Unified Type C PHYs and top-level port management

Hector Martin <marcan@xxxxxxxxx> · Tue, 14 Jan 2025 21:32:11 +0900

Hi all,

We're implementing Type C port support for Apple systems and we're
running into impedance mismatches with the existing Linux subsystems. I
want to throw a quick overview of the problem here and see if we can
come up with solutions.

The short version is that Linux has a pile of (sub)subsystems that deal
with multiple aspects of coordinating Type C port behavior:

- USB role switch
- USB host
- USB gadget
- Type C mux
- Type C PD
- DRM/etc for DisplayPort
- USB4/Thunderbolt (not even going there yet)
- Individual PHYs for everything

This evolved from, and is largely designed for, systems built from
discrete components (separate USB3 controller, DP controller, external
mux, PD stuff, etc.)

What we actually on Apple systems is:

- An external I2C USB-PD controller that handles the entire PD protocol
and negotiation autonomously. We don't even get to pick the altmode, it
does all the policy on its own and there is no override (we looked).
- USB3/4/DP retimer and eUSB2 level shifter chips (not muxes) that are
managed by the external USB-PD controller over I2C, invisible to Linux.
- A single, unified, shared PHY (atcphy) that handles *everything*:
USB2, USB3, DP, USB4/TBT, depending on configuration. It presents
discrete interfaces to the DP, TBT, and USB controllers behind it.
- A dwc3 controller per unified PHY, with host and device modes. Its
USB3 PIPE interface can be switched (via registers in the PHY side, not
the dwc3 side) between a dummy PHY, the USB3 PHY, or a virtual PHY that
does USB4 tunneling.
- A set of display controllers that are separate from the ports/PHYs
- A DisplayPort router that can pair a display controller with a given
unified PHY's physical DisplayPort interface, or one of two tunnels over
TBT/USB4. The display controllers are n:m matched to the ports, they are
not 1:1 (there may be fewer display controllers than ports).
- The whole TBT/USB4 PCIe stuff which winds up in a PCIe root port
controller per port/PHY (not going to consider this for now, leaving
that for later).

The current approach we have is a mess. The tipd driver (which manages
the PD controller) directly does the role switching and mux calls. The
role switching triggers dwc3 to asynchronously switch modes. Meanwhile
the mux calls end up at our PHY driver which tries to reconfigure
everything for the given lane mode. But since PHY configuration also has
to negotiate with dwc3, it also acts as a PHY for that (two, actually,
USB2 and USB3). However, the callbacks from dwc3 are all over the place,
and we end up having to do things like handle USB3 configuration from
the USB2 PHY callbacks because that happens to be the correct timing to
make it work. Meanwhile DRM/DisplayPort is its own thing that is mostly
asynchronous to everything else, only reacting to HPD, and we haven't
even gotten to the dynamic assignment of display controllers to ports
yet (that's a story for another day).

To give an example of one of the quirks: Thanks to the USB-IF's
amazingly braindead stateful and non-self-synchronizing eUSB2 protocol,
we need to fully reset the dwc3 controller every time there is a hotplug
event on the port from the PD controller. Otherwise USB2 breaks, since
the PD controller will reset the eUSB2 level shifter on unplug and dwc3
and the paired eUSB2 PHY can't recover from that without a full reset.

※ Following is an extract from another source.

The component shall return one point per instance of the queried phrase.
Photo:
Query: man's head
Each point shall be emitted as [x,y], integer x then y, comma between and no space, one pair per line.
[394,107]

A further complication is we do not have documentation for any of this.
The PHY setup is all reverse engineered. That means all we can do is
replicate the same register operations that macOS does, and then we have
to *guess* how to fit it into Linux, and what can be moved around or
reordered or not. There is no way to know if any given Linux
implementation is correct and reliably configures the PHY, other than
trial and error, unless we can exactly replicate what macOS does (which
is infeasible in Linux today because the cross-driver sync points aren't
in the same places, e.g. dwc3 and its phy callbacks do not match the
interleaving of PHY register writes and dwc3 register writes in macOS).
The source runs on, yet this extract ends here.